The incubator/accelerator market has a growing number of people watching and waiting for its bubble to pop. The reasons cited for this looming pop should be obvious: most accelerators aren’t going to perform as well as some TechStars programs and not even close to Y Combinator. Poor performance (measured in the number of short-term wins) along with the short-term nature of the funding behind most of the accelerator programs will cause them to run out of money and simply fade into startup history.
But that won’t pop the bubble.
As accelerators have become an increasingly popular way to scatter seed funding among a large number of companies, critics have noted two key developments: Companies of lesser promise are gaining acceptance, and often funding, and the quality of mentoring in the programs has decreased.

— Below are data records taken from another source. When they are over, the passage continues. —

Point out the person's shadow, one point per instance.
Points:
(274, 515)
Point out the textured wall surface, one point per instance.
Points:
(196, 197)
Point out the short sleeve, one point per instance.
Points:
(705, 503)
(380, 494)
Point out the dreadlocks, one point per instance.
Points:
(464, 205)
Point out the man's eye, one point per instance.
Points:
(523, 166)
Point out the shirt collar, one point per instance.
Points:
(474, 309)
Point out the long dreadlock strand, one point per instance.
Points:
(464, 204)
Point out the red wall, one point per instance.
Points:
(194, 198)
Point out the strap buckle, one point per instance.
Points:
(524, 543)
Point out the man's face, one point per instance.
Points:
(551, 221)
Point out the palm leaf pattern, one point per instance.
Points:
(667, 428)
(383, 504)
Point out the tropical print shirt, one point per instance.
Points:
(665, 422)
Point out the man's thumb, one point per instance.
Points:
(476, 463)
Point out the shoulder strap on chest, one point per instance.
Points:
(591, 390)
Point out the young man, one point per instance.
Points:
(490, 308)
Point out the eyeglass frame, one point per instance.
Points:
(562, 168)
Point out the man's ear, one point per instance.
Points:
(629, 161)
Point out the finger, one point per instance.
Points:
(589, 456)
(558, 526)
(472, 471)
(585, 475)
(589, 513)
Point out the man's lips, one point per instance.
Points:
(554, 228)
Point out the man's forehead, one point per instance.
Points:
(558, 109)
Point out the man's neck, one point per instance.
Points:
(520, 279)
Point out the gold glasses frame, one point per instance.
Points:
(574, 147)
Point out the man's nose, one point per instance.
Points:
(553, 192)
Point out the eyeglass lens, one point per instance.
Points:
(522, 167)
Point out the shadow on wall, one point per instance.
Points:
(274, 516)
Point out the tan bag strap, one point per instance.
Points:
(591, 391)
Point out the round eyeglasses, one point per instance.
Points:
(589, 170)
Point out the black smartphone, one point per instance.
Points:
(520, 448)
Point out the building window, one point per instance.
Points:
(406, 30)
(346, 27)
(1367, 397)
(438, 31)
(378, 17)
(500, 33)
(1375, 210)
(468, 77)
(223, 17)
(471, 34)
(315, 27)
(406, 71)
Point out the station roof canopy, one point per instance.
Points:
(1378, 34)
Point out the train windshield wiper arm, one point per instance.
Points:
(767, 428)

When David Tisch, former managing director of TechStars’ New York City accelerator, stepped down from his role with the program, he complained in an interview that “the majority of accelerators are not good for companies.”
I think the bubble pops when the application numbers and the quality of the people applying drops. That will happen when people no longer feel they need what accelerators offer. The leading indicator will be the poor performance of the companies coming out of the programs – the likely result of the poor quality of entrepreneurs entering the programs.
The angel and VC communities reacted to YC’s early success and latched on to the TechStars model that was viewed as a copy of Paul Graham’s YC model but open (these are the only two models for success). The experimentation with TechStars worked in terms of building a big lead list of early-stage companies and “founders to watch” who can be given a baseline education and network. That is something investors used to have to do for their early-stage investments; the TechStars model provides investors with a way to scale that early-stage knowledge transfer.
The problem is that everyone copied the 12-week TechStars model and didn’t look at what brought Y-Combinator it’s early success. It isn’t the DemoDay or the great list of mentors. It is the education process (which includes holding people accountable) that built the success and now the alumni network is allowing it to scale to a point.
When looking at the demand (indicated by the ever-growing pile of applications), it isn’t just fuelled by the popularity of tech startups and the sexiness of the moment. The demand for accelerator programs is fed by a gap in the services or product that is currently offered in the education system, globally. As building companies that require highly skilled and educated employees has gotten “easier,” the higher education system that was optimized to train PhD candidates hasn’t adjusted to the new reality.
The education industry gets this and has been learning how it can meet the need. There are a lot of experiments out there in higher education that have a long history but more recently the focus on experiential learning has seen the accelerator model meet education. The common place to find them spreading in higher education globally is to google ”Venture Lab” and skip past the .CA reference. There are 25+ of them across the globe and the number is growing.
The first generation of programs are a few years along and the next generation of programs is emerging. They range from innovation and entrepreneur streams in undergraduate and graduate programs to full-blown programs that are accelerator-like but heavily integrated into the educational experience of students. There are still many unknowns to be worked out but it is clear to me that the education system is better positioned to educate students and will eventually make most accelerator programs obsolete.
These programs will come to exist at every school and if they are done right at a few key schools the applicant pool will degrade for expensive accelerators.